We started with distinguishing a right from what is the right
thing to do. Now, what is morally right to do, presupposes that
people have the (moral) freedom to do this, and it implies that
people can claim to do this on the basis of the particular
morality in question. It is this what causes many theorists on
rights to confuse an 'extrinsic' right from an 'intrinsic' right
in the sense of something that is the right thing to do
according to a particular system (like turning to the right if
this makes traffic run more smoothly). Parallel to this distinction
we will have to differentiate 'extrinsic' duties or
obligations and the 'intrinsic' ones which follow from what is
the right thing to do (as in the utilitarian justification of
duties). The former ones are, then, the correlatives of extrinsic
rights and are duties which one can even have if their
performance is contrary to, for example, collective goals. (The
duty not to injure someone else and the duty not to interfere
with someone else's expression of free speech are good examples.)
The latter duties are the correlatives of intrinsic
rights, but do not derive from them: they rest on doctrinal
principles, or are generated by a certain system of norms.
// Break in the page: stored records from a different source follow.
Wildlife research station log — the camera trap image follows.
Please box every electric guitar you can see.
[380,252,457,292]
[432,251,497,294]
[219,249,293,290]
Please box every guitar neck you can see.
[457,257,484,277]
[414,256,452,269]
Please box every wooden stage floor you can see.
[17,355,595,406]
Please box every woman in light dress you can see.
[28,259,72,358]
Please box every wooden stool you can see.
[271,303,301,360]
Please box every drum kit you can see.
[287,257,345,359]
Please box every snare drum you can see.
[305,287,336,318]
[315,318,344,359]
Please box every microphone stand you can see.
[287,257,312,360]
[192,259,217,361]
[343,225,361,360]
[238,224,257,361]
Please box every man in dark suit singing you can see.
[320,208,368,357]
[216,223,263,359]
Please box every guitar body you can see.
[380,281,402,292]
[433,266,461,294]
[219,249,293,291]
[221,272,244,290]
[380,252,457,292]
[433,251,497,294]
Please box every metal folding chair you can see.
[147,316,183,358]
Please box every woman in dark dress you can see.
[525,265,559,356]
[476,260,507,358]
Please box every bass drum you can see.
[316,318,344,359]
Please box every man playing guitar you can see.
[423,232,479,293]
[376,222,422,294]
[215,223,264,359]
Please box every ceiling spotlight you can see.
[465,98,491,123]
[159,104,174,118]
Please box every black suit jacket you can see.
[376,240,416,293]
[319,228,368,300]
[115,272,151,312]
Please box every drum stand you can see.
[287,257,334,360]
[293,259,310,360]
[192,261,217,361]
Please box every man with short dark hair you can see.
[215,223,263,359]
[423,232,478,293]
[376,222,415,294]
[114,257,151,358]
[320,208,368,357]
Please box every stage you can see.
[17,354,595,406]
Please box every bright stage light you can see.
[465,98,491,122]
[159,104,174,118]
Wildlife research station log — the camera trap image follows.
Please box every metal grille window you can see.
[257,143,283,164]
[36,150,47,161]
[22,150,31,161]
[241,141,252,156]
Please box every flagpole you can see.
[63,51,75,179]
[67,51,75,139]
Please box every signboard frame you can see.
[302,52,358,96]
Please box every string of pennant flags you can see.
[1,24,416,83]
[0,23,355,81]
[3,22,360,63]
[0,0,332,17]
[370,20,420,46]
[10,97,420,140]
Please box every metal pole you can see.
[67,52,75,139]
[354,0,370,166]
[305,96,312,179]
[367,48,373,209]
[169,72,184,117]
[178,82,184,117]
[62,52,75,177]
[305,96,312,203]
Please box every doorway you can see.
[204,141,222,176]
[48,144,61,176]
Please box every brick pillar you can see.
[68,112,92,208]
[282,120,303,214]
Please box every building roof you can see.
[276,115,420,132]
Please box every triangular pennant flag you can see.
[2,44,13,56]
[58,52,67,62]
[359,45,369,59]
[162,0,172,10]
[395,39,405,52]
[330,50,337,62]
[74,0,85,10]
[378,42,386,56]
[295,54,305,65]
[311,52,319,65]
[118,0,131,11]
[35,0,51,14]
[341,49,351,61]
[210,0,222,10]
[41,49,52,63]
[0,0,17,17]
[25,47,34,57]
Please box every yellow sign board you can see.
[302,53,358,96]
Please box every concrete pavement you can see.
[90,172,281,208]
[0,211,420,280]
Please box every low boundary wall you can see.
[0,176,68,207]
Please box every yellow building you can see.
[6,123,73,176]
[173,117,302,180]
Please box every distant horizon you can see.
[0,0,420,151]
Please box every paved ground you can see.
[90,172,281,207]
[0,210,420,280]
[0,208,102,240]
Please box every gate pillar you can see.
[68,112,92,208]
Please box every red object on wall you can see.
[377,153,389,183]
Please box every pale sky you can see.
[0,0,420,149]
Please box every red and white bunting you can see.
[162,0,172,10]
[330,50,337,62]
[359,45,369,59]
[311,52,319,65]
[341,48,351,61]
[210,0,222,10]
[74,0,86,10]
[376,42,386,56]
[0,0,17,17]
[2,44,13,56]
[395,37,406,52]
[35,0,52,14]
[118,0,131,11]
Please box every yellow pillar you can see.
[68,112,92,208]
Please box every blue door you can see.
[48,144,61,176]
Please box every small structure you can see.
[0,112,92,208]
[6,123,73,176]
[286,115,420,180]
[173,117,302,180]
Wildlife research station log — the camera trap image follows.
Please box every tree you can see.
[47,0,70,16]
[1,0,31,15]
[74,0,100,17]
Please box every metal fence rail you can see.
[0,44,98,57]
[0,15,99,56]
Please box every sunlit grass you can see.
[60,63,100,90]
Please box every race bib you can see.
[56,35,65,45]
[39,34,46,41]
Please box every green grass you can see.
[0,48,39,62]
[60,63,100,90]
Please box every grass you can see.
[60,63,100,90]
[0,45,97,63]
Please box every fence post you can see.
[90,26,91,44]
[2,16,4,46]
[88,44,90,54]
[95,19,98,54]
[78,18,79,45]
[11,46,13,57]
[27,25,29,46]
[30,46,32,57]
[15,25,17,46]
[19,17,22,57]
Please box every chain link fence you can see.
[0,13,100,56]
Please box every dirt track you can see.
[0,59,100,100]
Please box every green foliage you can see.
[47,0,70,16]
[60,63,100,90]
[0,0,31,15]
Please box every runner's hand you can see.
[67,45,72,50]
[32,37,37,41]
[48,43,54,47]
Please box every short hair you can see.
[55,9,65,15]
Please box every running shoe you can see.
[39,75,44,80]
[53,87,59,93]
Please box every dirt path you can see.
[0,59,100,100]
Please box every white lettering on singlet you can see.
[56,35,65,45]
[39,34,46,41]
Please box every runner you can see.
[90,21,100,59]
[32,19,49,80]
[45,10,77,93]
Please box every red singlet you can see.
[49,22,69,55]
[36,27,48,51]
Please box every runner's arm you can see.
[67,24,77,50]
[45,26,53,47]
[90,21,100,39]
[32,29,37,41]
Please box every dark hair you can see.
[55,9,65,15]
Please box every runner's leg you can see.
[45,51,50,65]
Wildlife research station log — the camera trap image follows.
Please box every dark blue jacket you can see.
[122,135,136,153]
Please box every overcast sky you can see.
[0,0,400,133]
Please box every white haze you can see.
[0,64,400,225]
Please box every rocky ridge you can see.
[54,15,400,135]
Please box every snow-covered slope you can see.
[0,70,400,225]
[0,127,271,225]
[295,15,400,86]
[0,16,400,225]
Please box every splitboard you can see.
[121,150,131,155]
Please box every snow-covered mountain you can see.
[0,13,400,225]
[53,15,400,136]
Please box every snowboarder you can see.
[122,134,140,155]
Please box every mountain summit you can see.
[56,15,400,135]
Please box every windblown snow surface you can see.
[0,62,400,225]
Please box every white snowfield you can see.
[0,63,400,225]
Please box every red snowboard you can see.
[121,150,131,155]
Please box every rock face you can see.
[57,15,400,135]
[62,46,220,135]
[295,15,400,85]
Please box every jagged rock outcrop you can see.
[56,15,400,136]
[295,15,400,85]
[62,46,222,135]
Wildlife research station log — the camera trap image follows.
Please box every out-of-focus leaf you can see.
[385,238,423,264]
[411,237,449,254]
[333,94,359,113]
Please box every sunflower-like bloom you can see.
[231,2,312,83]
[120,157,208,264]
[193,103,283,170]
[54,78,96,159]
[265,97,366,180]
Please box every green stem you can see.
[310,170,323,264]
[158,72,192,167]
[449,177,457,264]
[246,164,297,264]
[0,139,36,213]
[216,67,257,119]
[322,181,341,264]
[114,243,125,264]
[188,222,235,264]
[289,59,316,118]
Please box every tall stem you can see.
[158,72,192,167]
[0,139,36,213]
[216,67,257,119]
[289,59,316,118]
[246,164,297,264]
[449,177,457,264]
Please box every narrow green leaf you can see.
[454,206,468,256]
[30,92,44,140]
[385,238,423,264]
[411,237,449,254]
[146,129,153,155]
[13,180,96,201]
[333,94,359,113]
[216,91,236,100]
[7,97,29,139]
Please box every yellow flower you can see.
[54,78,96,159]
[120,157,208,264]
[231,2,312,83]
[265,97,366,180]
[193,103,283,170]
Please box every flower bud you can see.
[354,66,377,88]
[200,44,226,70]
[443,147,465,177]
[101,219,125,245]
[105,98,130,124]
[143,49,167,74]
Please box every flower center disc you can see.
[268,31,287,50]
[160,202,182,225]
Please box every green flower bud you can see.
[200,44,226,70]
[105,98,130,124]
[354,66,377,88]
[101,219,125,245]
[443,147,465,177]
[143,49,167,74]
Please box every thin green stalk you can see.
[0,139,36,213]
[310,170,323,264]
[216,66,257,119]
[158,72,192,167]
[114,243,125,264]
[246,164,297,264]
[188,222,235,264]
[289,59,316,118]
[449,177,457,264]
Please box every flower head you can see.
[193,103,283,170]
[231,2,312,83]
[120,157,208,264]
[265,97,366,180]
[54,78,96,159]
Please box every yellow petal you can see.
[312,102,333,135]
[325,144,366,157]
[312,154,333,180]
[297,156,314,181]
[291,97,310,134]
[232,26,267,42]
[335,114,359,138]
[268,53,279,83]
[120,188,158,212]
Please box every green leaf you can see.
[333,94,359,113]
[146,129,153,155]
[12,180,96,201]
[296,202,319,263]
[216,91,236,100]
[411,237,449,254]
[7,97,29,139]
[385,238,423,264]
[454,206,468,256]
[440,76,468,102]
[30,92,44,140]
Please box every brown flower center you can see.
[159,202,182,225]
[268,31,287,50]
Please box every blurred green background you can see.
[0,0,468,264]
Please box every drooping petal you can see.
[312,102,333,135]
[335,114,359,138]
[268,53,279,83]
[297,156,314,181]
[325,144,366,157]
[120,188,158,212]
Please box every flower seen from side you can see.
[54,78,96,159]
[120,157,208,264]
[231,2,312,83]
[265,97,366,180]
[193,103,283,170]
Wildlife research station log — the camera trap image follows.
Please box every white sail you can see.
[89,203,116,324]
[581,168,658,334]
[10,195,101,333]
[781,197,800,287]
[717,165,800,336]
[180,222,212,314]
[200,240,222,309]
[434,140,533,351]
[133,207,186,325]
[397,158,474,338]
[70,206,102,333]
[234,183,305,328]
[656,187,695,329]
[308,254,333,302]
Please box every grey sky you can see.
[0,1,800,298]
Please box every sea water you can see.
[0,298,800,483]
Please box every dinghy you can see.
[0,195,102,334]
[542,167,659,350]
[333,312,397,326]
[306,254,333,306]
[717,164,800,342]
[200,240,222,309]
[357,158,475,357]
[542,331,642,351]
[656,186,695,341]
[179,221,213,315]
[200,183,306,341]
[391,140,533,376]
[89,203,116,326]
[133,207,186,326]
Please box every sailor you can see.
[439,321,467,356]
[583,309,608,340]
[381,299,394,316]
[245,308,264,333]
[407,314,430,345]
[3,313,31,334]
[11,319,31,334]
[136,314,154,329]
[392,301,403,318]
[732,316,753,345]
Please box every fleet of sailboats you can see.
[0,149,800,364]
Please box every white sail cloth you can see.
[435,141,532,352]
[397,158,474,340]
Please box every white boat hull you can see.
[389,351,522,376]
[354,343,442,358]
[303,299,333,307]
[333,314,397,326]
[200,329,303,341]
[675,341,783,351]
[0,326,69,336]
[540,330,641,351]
A
duty 'of perfection' is teleologically a pleonasm, a duty 'of
love' is, taken at face value, a psychological or physiological
absurdity to be compared to a duty 'not to be hungry' or 'to be
talented'. Duties like those of 'status' or 'obedience' may be
justifiable in a particular normative theory on the basis of the
utility or other merits of a system in which someone has this
status or can demand this obedience, one can only conceive of
such duties if the acts in question are right or if the system
is good on the basis of that very utility or those other merits
of the total system. They are therefore intrinsic duties which
do appear to correlate with intrinsic rights.